Two examples - the first one might be a bug but it fits the MO- during my fourth or fifth playthrough (I love the character creator sue me) I failed (again) in the persuasion check when trying to convince Khaga not to kill the tiefling girl. This time I decided in a kind of psychotic fit to kill Khaga on the spot. As I expected, all the druids in the room turned hostile, and I killed them all. But surprisingly, everyone else wasn't hostile. Not only. The rest of the camp and the druids outside were not hostile, even Nettie who was in a nearby room talked to me as if nothing wrong. Same is true for everyone at camp. I had to look very hard for someone to acknowledge what I did and in the end I talked to Zavlor and found out that if you push him hard enough ( be aggressive in your dialogue choices) he will ask you to kill Khaga. Of course the problem was that she was already dead.
Example two, which is much worse - this time I didn't want to take shadowheart with me through the whole game, so shortly after recruiting Layzel I asked shadowheart to go back to camp. She was still a bit pissed I recruited Layzel and threatened me she won't wait in camp. To my surprise, when I went to camp she was indeed missing. I later encountered her in the druid grove. The problem is that during our conversation in the grove, half of the time she acted like she is still mad at me and in the other half she acted like we never met. This example is worse because there is nothing game breaking I did here, but still the game didn't acknowledged my choices even though it offered them to me. If I never played dos2 I would think this is simply a bug or unrefined dialogue, but now it's seems to like Larian just doesn't care for these things.
Other examples, some of the things I found, other from users around the web:
Chapter 5 - stop comprising on the story in order to make "cool game mechanics
This is one problem I didn't see being addressed, but it is a symptom of a bigger problem in Larian's games - Larian seems to care about gameplay more than the story. Both this game and dos2 are filled with mechanics that actively sabotage the narrative.

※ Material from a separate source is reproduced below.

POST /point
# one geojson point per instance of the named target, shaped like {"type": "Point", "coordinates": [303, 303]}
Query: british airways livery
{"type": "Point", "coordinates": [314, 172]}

The origin characters - many noted the problems with those. Some highlights - super unique main character material companions, the fact that they are origin characters means you know much about them before you even started the game, etc.
Stupid game mechanics like knock out - all that this mechanic really does is delaying the killing of the character. If you knock out someone band return later they're still hostile (it doesn't matter if there are cases in which it does change the outcome. It either needs to always work or not exist in the first place).
Consequences - I'm a bit hesitant to talk about this right now, but I still think like you can do much without much of the game changes.
As I said in the start, even at its current state, bg3 is a lot of fun and at least for me well worth its price. But I feel like the biggest obstacle standing in Larian's way to make this game into a legend is Larian itself. Sometimes I feel like Larian treats it's game like GTA, and to be fair it's not a bad thing, just not for me.